Dem Gewissen entfleuchen

Philosophin rotiert im Kunststoff-Käfig: Dea Lohers neues Stück „Unschuld“, jetzt uraufgeführt am Thalia Theater, stellt existenzielle Fragen

Gott? Das sind ein paar Geldscheine in einer ollen Plastiktüte am Wegesrand

von KATRIN JÄGER

Eine Frau (Pia Hansen) geht ins Meer, um sich von ihm verschlucken zulassen. Elisio (Christoph Bantzer) und sein junger Freund Fadoul (Hans Löw) sehen zu. Elisio will sie retten, Fadoul hat Angst, entdeckt zu werden. Im Krankenhaus, wo sie die Frau abliefern würden. Denn die beiden sind illegal in Deutschland, wohnen im „Selbstmörderhochhaus“, einem leer stehenden, asbestverseuchten Wolkenkratzer. Die Frau ertrinkt, vier Männer springen in den Tod.

Weiter Schicksale in Dea Lohers Unschuld, das jetzt am Thalia uraufgeführt wurde: Frau Zucker (Victoria Trauttmansdorff), die langsam von der Diabetes aufgefressen wird. Und die Strip-Bar-Tänzerin Absolut (Claudia Renner) ist blind, weil ihre Eltern es so wollten. Frau Habersatt (Verena Reichardt) ist das Kind im Bauch abgestorben. Deshalb entschuldigt sie sich seit Jahren. Bei Familien, deren Angehörige gewaltsam ums Leben gekommen sind. Ihr Sohn sei schuld, „Udo, ach nee, Achim“, egal. Hauptsache schuldig, denn Frau Habersatt fühlt sich „seit langer Zeit als leeres Grab auf zwei Beinen. Ich musste meinen Sohn tot zur Welt bringen, mein Körper war sein Sarg.“

Alle Figuren in diesem Stück wollen ihrem Gwissen entgehen. Elisio „wäre so gerne Rettungsschwimmer“ geworden. Franz (Clemens Dönicke) wäscht Tote, weil er seine Frau Rosa (Doreen Nixdorf) nicht schwängern kann. Die Philosophie gibt keine Antworten mehr, geschweige denn Erlösung. So dreht die alternde Philosophin Ella (Angelika Thomas) durch in ihrem durchsichtigen Kunststoffkäfig, wie ein exotisches Tier im Zoo, beäugt von Elisio, Fadoul und all den anderen. „Das so genannte Sinnstiftende, das überlasse ich den Politikern, den Naturwissenschaftlern“, brüllt sie. „Und schaue mit an, was dabei herauskommt: rheumatische Klonschafe. Einstürzende Hochhäuser. Genozide im Innern Afrikas.“ Es hilft nichts, man muss fröhlich sein, so Fadouls Motto. Dann findet er Gott. In Form von Geld, in einer ollen Plastiktüte.
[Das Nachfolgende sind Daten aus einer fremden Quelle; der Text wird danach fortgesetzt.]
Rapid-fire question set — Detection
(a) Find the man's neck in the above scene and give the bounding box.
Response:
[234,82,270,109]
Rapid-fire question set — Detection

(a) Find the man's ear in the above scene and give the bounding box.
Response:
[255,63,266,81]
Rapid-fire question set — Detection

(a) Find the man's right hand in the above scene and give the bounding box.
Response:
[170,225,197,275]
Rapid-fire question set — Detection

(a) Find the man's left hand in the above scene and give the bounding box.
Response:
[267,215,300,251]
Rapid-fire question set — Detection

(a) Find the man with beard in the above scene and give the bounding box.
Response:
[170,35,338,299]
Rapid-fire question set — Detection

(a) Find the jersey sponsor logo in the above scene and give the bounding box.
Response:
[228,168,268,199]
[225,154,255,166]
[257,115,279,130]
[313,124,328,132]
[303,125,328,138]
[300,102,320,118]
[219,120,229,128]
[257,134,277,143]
Das Märchendrama menschlicher Verstrickung, traurig, lustig, ironisch – dicht geschrieben von Dea Loher, punktgenau inszeniert von Regisseur Andreas Kriegenburg, brilliant gespielt vom Thalia Ensemble. Bestechend das schlichte Bühnenbild von Julia Krenz: Lange weiße Vorhänge teilen den Raum in immer neue kleine Einheiten. Die Schauspieler ziehen sie rasch entlang der Schienen an der Decke und bauen ihren Figuren so in Sekundenschnelle eine Wohnung.

Videoaufnahmen zu den Szenen am Meer sind an einem Drehtag am Nordseestrand von St. Peter Ording entstanden. Während der Aufführung laufen sie als Projektion auf den multifunktionalen weißen Vorhängen. Da balgen sich Elisio und Fadoul auf dem Leinwand-Strand, während sie gleichzeitig auf der Bühne das Pro und Contra der Rettungsaktion diskutieren. Die Videoprojektion schafft Traumatmosphäre, da stumm und seelenverwandt mit den Bildern aus Luchino Viscontis Verfilmung von Thomas Manns Tod in Venedig. An anderer Stelle setzt Andreas Kriegenburg Video als Doku-Fiction ein. Überlebende eines Amoklaufes erzählen darin von ihrem ungeheuren Schock. Mit ironischer Leidensmine nimmt das Thalia Ensemble so das Genre „Reality-TV“ auf die Schippe. Dea Lohers Unschuld, ein sinnliches, hochintelligtentes Gesellschaftskaleidoskop, wagt Fragen nach der Metaphysik im Alltag – aus überraschender Perspektive.